A fire is built at the bottom of the smokehouse and meat is hung up top, far enough away from the fire that it doesn’t cook – aim for 100 degrees Fahrenheit or a little less. A thermometer stuck in the wall is a great idea, as is a dutch oven or another vessel to contain and control the fire.
The meat should be hung from wires stretched out across the top of the smokehouse, just under the ceiling. Remember, we don’t want to cook the meat, just smoke it!
However, if you need to preserve your meat without being in one place long enough to justify building a smokehouse, you can make do with a campfire.
The best way to do this is to dig a pit in the ground to place your campfire. Cover the fire partially to block the heat from cooking the meat, and hang the meat where the smoke escapes. This won’t be as efficient as a smokehouse, but it’ll get the job done.
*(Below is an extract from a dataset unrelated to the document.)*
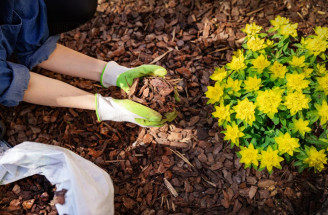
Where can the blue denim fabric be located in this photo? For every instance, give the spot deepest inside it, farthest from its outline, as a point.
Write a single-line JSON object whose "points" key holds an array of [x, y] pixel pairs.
{"points": [[23, 32]]}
Smoked meat will last longer, and have a heavier flavor, the longer you smoke it. One day’s worth of smoking will get you about a week or so of preservation. Two days worth of smoking will get the meat saturated enough to last for up to a month. Too much more than that and the flavor may be too much, though.
Jerky is any lean, red meat that has been lightly cured with a solution of salt and spices and then dried, either mechanically or naturally. The typical routine for pre-industrial hunters, whether of this age or in times past, was to gorge themselves with fresh meat at the place of the kill and dry the rest over slow, smoky fires. The drying process not only preserves meat by removing much of the water content (therefore making it unpalatable to bacteria); it also reduces the weight substantially. A pound of fresh meat ends up as about 4 ounces of jerky.
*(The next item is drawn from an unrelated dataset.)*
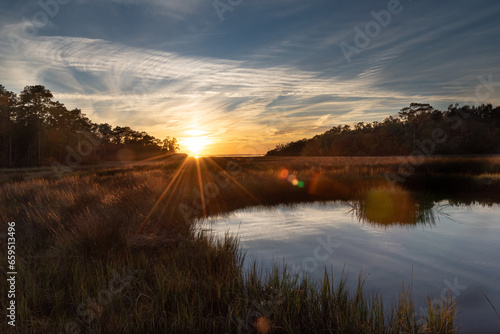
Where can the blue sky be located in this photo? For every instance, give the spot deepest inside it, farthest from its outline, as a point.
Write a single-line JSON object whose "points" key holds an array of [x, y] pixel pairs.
{"points": [[245, 75]]}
Jerky is dried — not cooked — meat. Simply and basically, one only has to apply slow heat, on the order of 100 to 125 degrees Fahrenheit, until the meat is dry. This process is made easier and tastier, however, by applying some sort of a salt cure beforehand.
There are as many ways to make jerky as there are people that love it so I am not going to attempt to “one-up” any chef’s that have their favorite methods.
The time to practice all these methods is before you need them in a survival situation, so grab some cheap cuts of meat and try your hand at preservation.